Pour proposer un horizon politique et un cadre pour une éventuelle intervention, l’union pour la méditerranée, ce « machin » voulu par Henri Guaino et Nicolas Sarkozy, pourrait se révéler utile. Aujourd’hui, l’Europe devrait tendre la main aux pays arabes qui se libèrent des autocrates qui les dirigeaient. Comme l’ont fait les Etats-Unis à la fin de la Seconde Guerre Mondiale, nous devrions proposer aux pays devenus de véritables démocraties un plan Marshall destiné à favoriser leur transition.
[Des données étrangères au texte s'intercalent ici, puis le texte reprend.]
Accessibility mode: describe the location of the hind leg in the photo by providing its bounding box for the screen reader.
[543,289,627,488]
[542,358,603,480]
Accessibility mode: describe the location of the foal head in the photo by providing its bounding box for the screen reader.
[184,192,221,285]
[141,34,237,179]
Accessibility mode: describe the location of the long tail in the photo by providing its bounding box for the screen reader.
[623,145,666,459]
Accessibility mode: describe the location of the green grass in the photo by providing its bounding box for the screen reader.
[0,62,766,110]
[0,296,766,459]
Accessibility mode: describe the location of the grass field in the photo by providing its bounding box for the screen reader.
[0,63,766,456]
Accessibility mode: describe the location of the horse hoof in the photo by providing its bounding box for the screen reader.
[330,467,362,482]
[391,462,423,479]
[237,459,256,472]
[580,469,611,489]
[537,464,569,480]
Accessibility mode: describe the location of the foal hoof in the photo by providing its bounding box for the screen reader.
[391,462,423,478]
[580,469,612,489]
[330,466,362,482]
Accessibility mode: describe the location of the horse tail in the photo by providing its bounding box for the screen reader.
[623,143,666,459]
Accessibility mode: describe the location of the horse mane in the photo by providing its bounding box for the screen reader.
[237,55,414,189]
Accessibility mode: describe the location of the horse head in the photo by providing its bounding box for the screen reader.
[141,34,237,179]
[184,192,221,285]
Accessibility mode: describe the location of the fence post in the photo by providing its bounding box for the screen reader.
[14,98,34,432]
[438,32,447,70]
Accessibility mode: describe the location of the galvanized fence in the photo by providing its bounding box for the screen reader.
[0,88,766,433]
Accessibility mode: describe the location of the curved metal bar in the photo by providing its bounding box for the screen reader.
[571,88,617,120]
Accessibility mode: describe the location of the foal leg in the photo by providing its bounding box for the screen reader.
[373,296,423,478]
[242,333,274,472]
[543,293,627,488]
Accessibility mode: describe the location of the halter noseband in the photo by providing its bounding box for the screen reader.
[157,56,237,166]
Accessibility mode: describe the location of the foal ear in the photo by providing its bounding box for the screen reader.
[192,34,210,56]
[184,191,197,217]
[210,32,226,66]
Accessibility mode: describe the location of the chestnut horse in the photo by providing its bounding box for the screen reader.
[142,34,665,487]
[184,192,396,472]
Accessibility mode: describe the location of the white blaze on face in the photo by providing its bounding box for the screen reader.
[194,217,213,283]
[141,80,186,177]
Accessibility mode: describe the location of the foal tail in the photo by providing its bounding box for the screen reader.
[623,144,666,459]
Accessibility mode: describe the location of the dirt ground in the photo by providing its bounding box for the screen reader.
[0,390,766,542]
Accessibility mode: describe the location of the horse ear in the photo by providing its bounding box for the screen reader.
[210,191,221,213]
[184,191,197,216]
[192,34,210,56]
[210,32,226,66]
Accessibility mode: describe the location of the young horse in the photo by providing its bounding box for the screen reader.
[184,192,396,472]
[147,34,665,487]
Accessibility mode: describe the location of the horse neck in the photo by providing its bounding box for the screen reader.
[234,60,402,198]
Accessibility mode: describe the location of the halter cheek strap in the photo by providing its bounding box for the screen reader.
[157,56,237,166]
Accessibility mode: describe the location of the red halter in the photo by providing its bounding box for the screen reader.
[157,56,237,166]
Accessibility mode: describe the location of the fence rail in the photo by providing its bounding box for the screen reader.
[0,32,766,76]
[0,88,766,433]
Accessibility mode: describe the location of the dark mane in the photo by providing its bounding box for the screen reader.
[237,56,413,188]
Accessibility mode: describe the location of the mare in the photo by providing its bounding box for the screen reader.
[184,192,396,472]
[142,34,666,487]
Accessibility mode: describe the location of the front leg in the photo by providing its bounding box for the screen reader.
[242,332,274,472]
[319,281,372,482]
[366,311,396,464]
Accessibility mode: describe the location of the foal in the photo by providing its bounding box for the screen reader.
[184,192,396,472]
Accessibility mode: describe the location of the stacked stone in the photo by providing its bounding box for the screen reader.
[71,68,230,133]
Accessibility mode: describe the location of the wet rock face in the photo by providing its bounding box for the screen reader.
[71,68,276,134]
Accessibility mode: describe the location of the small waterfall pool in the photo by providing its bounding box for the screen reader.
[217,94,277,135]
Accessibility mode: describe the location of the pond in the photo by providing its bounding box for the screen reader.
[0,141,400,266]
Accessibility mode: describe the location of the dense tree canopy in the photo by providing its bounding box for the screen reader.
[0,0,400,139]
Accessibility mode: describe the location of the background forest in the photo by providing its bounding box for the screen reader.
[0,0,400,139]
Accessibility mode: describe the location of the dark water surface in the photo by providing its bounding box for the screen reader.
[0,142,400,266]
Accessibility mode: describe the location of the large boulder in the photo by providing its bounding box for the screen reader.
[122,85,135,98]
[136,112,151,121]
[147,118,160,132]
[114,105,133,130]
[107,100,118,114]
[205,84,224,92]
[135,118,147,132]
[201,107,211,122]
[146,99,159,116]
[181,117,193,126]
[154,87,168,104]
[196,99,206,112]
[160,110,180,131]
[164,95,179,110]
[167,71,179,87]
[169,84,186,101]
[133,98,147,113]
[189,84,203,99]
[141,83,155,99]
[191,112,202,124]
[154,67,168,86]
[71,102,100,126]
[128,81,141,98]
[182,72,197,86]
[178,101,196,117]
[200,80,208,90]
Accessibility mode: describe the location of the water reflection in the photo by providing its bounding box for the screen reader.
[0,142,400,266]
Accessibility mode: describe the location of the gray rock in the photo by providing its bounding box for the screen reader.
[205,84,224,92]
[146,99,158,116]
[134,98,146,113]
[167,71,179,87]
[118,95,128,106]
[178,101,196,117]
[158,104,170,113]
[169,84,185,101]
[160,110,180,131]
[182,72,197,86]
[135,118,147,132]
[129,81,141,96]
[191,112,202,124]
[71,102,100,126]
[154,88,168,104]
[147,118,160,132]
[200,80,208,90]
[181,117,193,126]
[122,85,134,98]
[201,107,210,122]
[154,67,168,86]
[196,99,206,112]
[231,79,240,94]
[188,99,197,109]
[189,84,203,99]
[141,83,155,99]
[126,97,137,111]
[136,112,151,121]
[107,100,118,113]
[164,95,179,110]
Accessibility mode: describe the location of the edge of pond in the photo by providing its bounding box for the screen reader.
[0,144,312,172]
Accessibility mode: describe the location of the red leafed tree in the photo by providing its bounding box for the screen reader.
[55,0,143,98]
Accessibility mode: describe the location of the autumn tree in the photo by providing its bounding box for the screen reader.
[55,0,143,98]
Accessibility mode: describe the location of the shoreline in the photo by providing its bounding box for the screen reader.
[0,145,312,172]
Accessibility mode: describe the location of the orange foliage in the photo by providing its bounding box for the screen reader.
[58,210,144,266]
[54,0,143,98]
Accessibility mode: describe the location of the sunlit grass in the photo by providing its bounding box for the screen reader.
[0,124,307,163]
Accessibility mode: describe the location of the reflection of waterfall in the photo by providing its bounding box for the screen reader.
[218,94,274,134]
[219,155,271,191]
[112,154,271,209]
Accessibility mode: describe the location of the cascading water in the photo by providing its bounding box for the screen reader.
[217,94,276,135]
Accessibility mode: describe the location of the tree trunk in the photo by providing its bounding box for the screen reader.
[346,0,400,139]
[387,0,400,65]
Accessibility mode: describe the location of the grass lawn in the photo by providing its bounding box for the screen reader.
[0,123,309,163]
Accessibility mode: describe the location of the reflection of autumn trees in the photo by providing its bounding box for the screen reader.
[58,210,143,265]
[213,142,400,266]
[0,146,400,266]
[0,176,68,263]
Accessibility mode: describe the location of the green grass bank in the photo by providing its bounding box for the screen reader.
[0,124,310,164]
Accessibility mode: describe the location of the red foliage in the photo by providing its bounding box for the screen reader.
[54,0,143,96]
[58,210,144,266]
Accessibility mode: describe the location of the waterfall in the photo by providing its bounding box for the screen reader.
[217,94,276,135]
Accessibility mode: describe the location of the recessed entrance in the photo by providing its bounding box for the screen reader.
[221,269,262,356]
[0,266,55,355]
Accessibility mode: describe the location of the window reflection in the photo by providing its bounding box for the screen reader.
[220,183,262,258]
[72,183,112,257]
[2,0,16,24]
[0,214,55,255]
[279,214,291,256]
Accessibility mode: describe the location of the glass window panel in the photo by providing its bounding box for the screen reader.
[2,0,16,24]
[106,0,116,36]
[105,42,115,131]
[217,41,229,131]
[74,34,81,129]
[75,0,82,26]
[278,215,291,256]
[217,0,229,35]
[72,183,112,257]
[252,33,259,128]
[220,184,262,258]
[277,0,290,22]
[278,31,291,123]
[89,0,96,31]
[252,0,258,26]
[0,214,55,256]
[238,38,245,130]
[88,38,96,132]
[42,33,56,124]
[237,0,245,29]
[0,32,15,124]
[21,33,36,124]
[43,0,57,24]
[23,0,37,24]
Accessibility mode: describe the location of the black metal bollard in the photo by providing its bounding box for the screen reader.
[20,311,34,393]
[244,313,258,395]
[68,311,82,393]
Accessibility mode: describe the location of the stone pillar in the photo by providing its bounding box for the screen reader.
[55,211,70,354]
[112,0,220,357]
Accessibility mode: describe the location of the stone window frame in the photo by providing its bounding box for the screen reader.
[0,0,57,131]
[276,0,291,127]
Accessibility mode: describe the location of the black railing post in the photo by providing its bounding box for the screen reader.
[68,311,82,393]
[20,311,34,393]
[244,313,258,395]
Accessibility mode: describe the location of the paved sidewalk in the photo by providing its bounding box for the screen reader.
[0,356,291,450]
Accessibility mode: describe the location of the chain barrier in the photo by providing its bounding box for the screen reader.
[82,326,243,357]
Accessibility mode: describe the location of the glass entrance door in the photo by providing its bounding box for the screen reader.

Ainsi les pays européens donneraient une prime à la démocratie et à la liberté, sans s’ingérer directement dans les affaires des pays arabes. Les pays dont les dirigeants respecteraient la transition démocratique bénéficieraient d’une aide économique leur permettant de limiter les troubles que toute transition génère, car, comme l’a souligné Hubert Védrine dans Marianne le processus de démocratisation sera long. Ce serait un immense message d’espoir envoyé aux pays arabes, une main tendue pour les aider.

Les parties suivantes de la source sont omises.